I am sure that, for most people, the most surprising thing about the story about a scene in The F Word being faked is the fact that it is a surprise to some people.
I mean, making it look as though Gordon Ramsay caught a fish when he actually didn’t is a bit lame compared to most of the media’s crimes. There surely can’t be a single thinking person in the country who does not believe that this kind of behaviour is actually standard MSM practice.
Surely whenever they switch on the radio or read the newspaper, most people bear in mind that somewhere along the line a journalist will have used artistic license to sex up a story. I am sure this happens all the time in actual news reporting. So lying about catching a fish seems relatively innocuous to me.
I first heard the story on the Up All Night paper review. I couldn’t really believe that I was supposed to be shocked by the story. The editor of The Sunday Times was going on and about how important this story is, particularly given the recent Channel 4 scandals that everyone now likes to pull out of their bums whenever it suits them: the shocking realisation that Jade Goody is thick and that quiz scams are indeed scams.
It was like the bloke from The Sunday Times was blowing a big balloon.
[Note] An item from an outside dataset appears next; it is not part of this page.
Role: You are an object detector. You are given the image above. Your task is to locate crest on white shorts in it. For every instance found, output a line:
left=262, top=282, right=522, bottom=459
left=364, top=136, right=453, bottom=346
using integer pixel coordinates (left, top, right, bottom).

Comparing Gordon Ramsay not catching a fish to Jade Goody being a diabolical racist and Richard & Judy producers scamming thousands of viewers out of money kind of undermined his case enough. But Up All Night presenter Dotun Adebayo smartly put a pin to the balloon by saying, “Of course, you’d never see that kind of thing happening in the newspapers.” Stony silence from the bloke from The Sunday Times.
I imagine it’s going to be the cool new thing for all of the papers to do now, just because last week the Queen happened to be the victim of the common media trick of making boring footage seem interesting using clever editing. This kind of thing must have happened to thousands and thousands of people in the past. But as soon as it happens to the Queen people are shocked, just shocked!
Whenever outlets like The Sunday Times question competitors over the honesty of their editing, they will have hypocrisy pouring out of every orifice. It is like the bandwagon against premium rate phone quizzes that started earlier this year. The papers bleated on and on about it — quite rightly, because they are scams. But rather conveniently, they failed to turn their guns on similar premium rate phone lines used by the very newspapers who were criticising broadcasters.


doctorvee » The BBC covers its own scandals; its rivals cover their tracks
25 July 2007 14:56
#1
[...] funny how I was writing about media hypocrisy in relation to the premium rate phone-in scandals, only for the entire issue to resurface in a [...]
Matt Wardman
25 July 2007 16:32
#2
Excellent roundup. Keep on keeping on with defending the Beeb. It will be a long battle.